I love to compete and certainly love the game of golf, which has done so much for me and my family, but I have to admit that I was shocked and disappointed with the two-shot penalty I received last Wednesday during local U.S. Open qualifying at River Landing Country Club in Wallace, N.C.
My group was the last threesome to go off. I had already chipped and putted, and I was standing about 18 yards from the 1st tee box hitting drives. I saw the players in the group in front of us hit their second shots, and then I heard the starter say, "Now on the tee at 1:42." I said, "Wow," and walked over to my playing partners, shook their hands and watched as they hit their drives. I was the last to hit, but at no time did they have to wait for me to get started.
After hitting, I found out that I had been assessed a two-shot penalty for not being on the tee box when the starter called our group. I tried to appeal during the round but finally agreed to take it up afterward. I went on to shoot a 65, which would have allowed me to advance to the next stage of qualifying. But the next day my appeal was denied by the USGA, turning my 65 into a 67 and putting me in a playoff for the final spot, which I lost.
Should I have been on the tee when the time for my group was called? Absolutely. But what's missing, I think, is an understanding of what the rules officials are there for: to keep people from being penalized. On the PGA Tour the rules officials don't go around looking for people to penalize. They'll say, "That's not a proper drop," or "That might be a penalty," before it happens in order to prevent the infraction.
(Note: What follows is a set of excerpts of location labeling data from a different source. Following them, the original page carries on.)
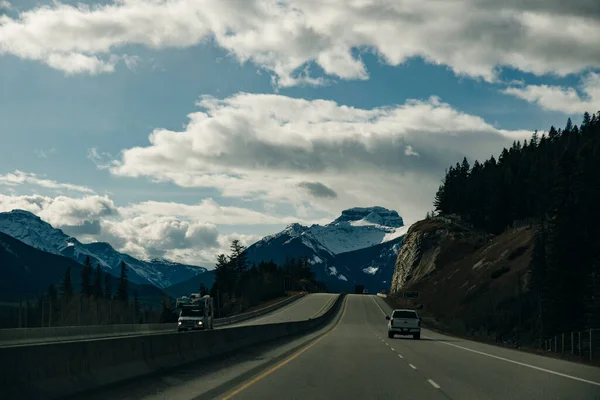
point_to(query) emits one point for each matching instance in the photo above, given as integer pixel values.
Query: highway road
(309, 306)
(353, 358)
(306, 307)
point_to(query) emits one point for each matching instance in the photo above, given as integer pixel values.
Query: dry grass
(473, 273)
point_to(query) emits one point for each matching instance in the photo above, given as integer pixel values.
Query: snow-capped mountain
(359, 247)
(32, 230)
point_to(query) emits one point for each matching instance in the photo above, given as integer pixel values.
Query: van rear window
(404, 314)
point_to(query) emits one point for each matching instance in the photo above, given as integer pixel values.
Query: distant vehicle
(196, 312)
(404, 322)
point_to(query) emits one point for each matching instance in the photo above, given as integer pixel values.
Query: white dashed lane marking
(435, 385)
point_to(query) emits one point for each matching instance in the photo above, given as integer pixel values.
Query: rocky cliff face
(467, 280)
(419, 253)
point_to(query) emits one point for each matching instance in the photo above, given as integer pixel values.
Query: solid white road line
(377, 304)
(518, 363)
(435, 385)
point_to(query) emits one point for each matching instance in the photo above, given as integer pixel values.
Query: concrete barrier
(53, 370)
(24, 335)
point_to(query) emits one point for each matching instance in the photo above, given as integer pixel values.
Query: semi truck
(196, 312)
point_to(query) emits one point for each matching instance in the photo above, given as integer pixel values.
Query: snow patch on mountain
(355, 229)
(32, 230)
(370, 270)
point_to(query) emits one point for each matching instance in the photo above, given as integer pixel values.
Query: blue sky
(401, 106)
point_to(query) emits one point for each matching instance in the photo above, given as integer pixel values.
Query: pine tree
(86, 278)
(107, 286)
(98, 282)
(137, 305)
(203, 289)
(123, 286)
(166, 313)
(66, 285)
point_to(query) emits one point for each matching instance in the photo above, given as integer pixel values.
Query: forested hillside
(553, 182)
(239, 285)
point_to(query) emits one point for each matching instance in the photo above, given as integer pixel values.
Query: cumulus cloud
(563, 99)
(264, 147)
(180, 232)
(41, 153)
(317, 189)
(101, 159)
(208, 210)
(19, 178)
(472, 37)
(62, 211)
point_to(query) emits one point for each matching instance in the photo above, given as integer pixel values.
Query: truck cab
(404, 322)
(195, 313)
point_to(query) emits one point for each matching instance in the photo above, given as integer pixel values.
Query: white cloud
(41, 153)
(563, 99)
(270, 147)
(472, 37)
(180, 232)
(208, 210)
(61, 211)
(408, 151)
(102, 160)
(20, 178)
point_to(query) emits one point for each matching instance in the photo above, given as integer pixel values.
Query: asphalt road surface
(306, 307)
(309, 306)
(352, 358)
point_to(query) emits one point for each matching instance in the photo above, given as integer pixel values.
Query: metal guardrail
(242, 317)
(584, 344)
(42, 334)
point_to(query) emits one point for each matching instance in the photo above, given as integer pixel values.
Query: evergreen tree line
(95, 304)
(552, 180)
(239, 285)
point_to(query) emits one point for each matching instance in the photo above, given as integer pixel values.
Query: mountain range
(27, 272)
(359, 247)
(32, 230)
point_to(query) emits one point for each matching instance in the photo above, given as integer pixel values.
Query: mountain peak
(370, 215)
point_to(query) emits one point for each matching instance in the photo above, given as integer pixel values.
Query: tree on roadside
(66, 285)
(107, 286)
(97, 289)
(123, 287)
(86, 278)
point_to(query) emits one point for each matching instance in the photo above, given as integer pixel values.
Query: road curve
(357, 360)
(309, 306)
(353, 358)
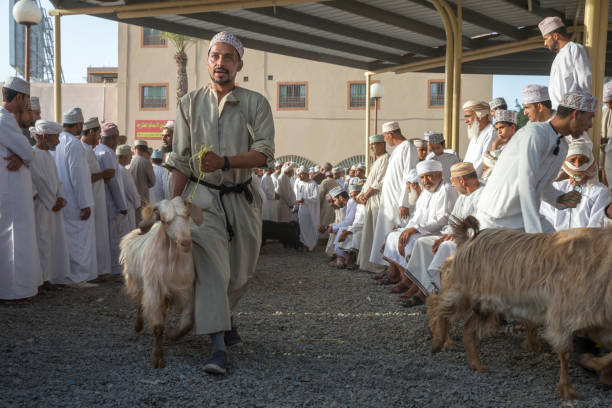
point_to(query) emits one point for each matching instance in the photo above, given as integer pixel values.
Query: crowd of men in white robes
(396, 222)
(68, 193)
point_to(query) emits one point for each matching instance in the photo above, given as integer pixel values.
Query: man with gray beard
(480, 132)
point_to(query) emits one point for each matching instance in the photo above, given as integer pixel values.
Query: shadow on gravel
(314, 337)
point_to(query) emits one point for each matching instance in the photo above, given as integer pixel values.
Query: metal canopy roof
(364, 34)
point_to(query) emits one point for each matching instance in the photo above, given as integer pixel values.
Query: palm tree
(181, 43)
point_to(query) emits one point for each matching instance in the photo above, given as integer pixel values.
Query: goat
(562, 281)
(159, 271)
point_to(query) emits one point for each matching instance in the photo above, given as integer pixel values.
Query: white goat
(159, 271)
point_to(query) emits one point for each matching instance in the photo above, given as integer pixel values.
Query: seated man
(431, 214)
(430, 252)
(582, 171)
(349, 240)
(447, 157)
(341, 200)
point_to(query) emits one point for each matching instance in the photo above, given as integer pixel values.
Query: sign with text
(149, 129)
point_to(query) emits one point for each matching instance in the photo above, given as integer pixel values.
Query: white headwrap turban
(428, 166)
(48, 127)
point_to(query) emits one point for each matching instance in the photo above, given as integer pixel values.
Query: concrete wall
(326, 131)
(94, 99)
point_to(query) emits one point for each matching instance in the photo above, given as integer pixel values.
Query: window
(152, 38)
(356, 95)
(154, 97)
(293, 96)
(435, 93)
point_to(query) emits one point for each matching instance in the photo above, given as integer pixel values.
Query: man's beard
(473, 130)
(413, 196)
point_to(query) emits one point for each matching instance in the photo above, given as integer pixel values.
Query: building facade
(318, 108)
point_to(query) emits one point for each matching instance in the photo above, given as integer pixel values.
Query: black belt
(223, 189)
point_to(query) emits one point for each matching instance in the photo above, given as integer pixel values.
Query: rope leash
(199, 156)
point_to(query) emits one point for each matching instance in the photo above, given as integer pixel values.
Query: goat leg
(590, 362)
(564, 388)
(138, 322)
(531, 342)
(173, 333)
(470, 340)
(157, 360)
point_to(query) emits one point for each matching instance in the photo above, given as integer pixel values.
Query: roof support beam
(387, 17)
(480, 20)
(249, 43)
(297, 36)
(292, 16)
(536, 9)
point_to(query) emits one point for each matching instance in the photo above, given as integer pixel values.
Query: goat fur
(159, 271)
(562, 281)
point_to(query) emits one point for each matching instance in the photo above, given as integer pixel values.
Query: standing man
(89, 139)
(447, 157)
(20, 273)
(480, 132)
(531, 161)
(73, 171)
(238, 124)
(167, 135)
(48, 205)
(536, 103)
(394, 192)
(370, 196)
(571, 69)
(116, 207)
(307, 197)
(142, 171)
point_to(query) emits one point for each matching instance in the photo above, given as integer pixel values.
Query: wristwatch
(225, 164)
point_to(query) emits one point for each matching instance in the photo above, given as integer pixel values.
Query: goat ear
(196, 214)
(146, 224)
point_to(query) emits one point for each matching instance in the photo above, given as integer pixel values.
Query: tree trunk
(181, 75)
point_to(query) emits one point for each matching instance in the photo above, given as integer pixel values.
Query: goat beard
(474, 129)
(413, 196)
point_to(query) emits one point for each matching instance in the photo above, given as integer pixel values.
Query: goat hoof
(481, 368)
(138, 325)
(566, 392)
(158, 362)
(171, 333)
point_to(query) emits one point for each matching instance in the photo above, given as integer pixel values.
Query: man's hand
(85, 213)
(14, 162)
(404, 238)
(108, 174)
(59, 204)
(211, 162)
(343, 236)
(444, 237)
(569, 200)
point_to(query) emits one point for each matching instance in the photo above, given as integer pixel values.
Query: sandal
(413, 301)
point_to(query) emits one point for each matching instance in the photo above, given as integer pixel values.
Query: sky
(91, 41)
(86, 41)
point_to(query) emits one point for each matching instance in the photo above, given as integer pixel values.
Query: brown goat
(562, 281)
(159, 271)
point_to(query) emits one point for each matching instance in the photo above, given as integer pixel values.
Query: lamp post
(376, 92)
(28, 13)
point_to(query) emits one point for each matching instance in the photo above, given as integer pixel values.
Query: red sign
(149, 129)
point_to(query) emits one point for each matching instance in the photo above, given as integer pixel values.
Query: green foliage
(179, 41)
(522, 118)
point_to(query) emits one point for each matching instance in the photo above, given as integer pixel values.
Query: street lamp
(28, 13)
(376, 92)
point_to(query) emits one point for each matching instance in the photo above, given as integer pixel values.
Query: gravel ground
(313, 337)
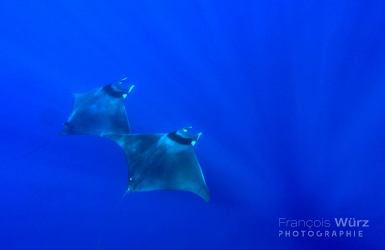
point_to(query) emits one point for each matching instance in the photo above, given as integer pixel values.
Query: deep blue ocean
(289, 95)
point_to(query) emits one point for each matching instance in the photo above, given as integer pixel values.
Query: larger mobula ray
(162, 162)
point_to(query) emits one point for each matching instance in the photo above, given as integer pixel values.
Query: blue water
(289, 96)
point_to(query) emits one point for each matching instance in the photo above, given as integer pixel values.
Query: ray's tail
(30, 153)
(109, 218)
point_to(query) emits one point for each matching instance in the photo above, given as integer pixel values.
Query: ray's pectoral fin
(99, 111)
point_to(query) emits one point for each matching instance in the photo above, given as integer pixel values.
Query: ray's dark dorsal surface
(162, 162)
(99, 111)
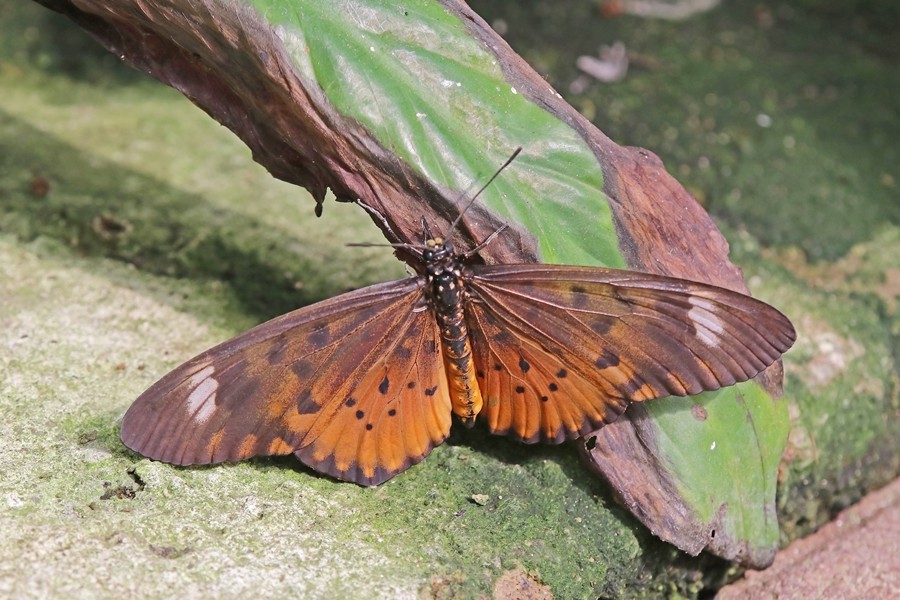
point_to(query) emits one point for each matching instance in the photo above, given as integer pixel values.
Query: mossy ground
(135, 232)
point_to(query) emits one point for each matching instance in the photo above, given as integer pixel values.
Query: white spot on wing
(708, 326)
(202, 400)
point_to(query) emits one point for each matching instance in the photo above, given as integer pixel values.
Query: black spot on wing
(320, 336)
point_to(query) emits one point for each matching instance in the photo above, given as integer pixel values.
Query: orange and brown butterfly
(363, 385)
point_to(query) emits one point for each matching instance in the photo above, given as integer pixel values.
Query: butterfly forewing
(353, 385)
(561, 350)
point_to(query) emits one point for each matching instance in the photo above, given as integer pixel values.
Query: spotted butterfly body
(363, 385)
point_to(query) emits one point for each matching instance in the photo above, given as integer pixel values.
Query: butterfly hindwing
(561, 350)
(340, 369)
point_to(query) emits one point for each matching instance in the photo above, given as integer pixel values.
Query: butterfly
(364, 385)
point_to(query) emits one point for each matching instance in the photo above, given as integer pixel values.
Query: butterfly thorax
(447, 296)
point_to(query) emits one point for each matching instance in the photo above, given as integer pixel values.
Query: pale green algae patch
(205, 244)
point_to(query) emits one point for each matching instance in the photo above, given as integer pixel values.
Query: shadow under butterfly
(363, 385)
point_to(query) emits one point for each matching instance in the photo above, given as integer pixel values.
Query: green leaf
(424, 88)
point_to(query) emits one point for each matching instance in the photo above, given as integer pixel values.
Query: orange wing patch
(562, 350)
(297, 384)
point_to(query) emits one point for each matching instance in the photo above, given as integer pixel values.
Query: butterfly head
(439, 255)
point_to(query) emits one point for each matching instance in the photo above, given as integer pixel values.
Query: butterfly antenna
(478, 193)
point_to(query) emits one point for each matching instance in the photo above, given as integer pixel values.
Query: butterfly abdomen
(447, 294)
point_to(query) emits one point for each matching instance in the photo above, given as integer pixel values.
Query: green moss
(143, 252)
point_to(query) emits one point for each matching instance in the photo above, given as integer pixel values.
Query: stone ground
(857, 555)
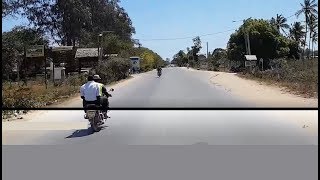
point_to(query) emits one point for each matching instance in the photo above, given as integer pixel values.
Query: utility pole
(207, 51)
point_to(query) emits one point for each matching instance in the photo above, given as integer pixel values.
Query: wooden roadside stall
(63, 57)
(87, 58)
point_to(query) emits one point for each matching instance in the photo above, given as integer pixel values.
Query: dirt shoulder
(73, 101)
(260, 93)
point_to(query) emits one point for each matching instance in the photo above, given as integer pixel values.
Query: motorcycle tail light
(91, 114)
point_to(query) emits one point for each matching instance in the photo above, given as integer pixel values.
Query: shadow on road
(83, 132)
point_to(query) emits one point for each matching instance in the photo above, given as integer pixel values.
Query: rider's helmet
(96, 77)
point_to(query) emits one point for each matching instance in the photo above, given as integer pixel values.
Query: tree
(266, 42)
(13, 43)
(296, 32)
(280, 23)
(313, 26)
(308, 8)
(196, 47)
(314, 40)
(72, 22)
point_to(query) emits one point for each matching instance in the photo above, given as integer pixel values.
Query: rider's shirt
(90, 91)
(102, 89)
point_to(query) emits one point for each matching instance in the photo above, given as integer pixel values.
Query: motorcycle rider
(159, 69)
(103, 95)
(90, 93)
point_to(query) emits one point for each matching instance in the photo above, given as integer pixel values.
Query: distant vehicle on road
(135, 62)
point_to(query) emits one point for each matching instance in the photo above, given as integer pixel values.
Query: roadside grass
(296, 76)
(35, 94)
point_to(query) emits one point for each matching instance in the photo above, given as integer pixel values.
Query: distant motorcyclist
(159, 69)
(90, 92)
(103, 95)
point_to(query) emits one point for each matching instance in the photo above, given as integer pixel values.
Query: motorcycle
(95, 116)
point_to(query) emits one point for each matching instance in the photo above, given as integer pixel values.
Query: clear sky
(184, 19)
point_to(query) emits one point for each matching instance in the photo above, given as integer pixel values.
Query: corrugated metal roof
(62, 48)
(251, 57)
(86, 52)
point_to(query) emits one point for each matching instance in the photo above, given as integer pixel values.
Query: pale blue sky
(163, 19)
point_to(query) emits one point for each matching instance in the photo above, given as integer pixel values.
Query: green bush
(297, 75)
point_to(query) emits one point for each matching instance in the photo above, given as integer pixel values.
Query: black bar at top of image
(169, 108)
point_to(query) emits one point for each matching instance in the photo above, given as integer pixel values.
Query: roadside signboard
(250, 63)
(251, 60)
(35, 51)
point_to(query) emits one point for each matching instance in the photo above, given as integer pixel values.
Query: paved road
(176, 88)
(169, 128)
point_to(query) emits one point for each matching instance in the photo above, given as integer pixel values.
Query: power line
(168, 39)
(189, 37)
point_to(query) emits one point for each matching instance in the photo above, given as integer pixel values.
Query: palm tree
(280, 23)
(309, 7)
(314, 38)
(313, 25)
(296, 32)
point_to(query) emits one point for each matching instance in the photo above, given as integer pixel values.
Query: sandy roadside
(73, 101)
(261, 94)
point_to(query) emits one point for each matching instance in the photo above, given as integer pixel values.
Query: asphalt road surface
(177, 87)
(289, 138)
(168, 128)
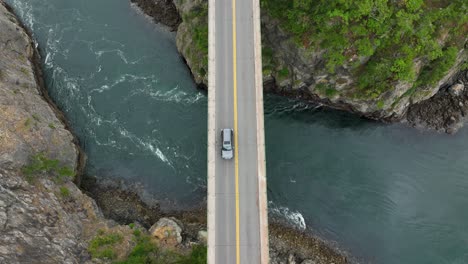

I talked with Tom Meeks (the USGA's senior director of rules and competitions), and if he had been there or if the qualifier had been the U.S. Open, the ruling never would've happened. Five minutes before a player's Open tee time, officials start looking for him. Two minutes before, they go into panic mode and get on the radio to find the person.
At a local qualifier you have good-hearted volunteers who want to help but don't necessarily have the experience or know-how. What amazes me is that the starter saw me standing by the range and knew where I was. He simply had to say, "Let's go." If he didn't know me, he could have asked if anybody had seen Bobby Clampett.
I believe things happen for a reason, and I have learned a lesson from this, but I'm disappointed because the situation could have been prevented. The starter's not responsible, but the game's ethics ask that we help each other and try to prevent penalties before they happen. So I hope the starter learned a lesson, too.
Former PGA Tour player Bobby Clampett is a golf analyst for CBS.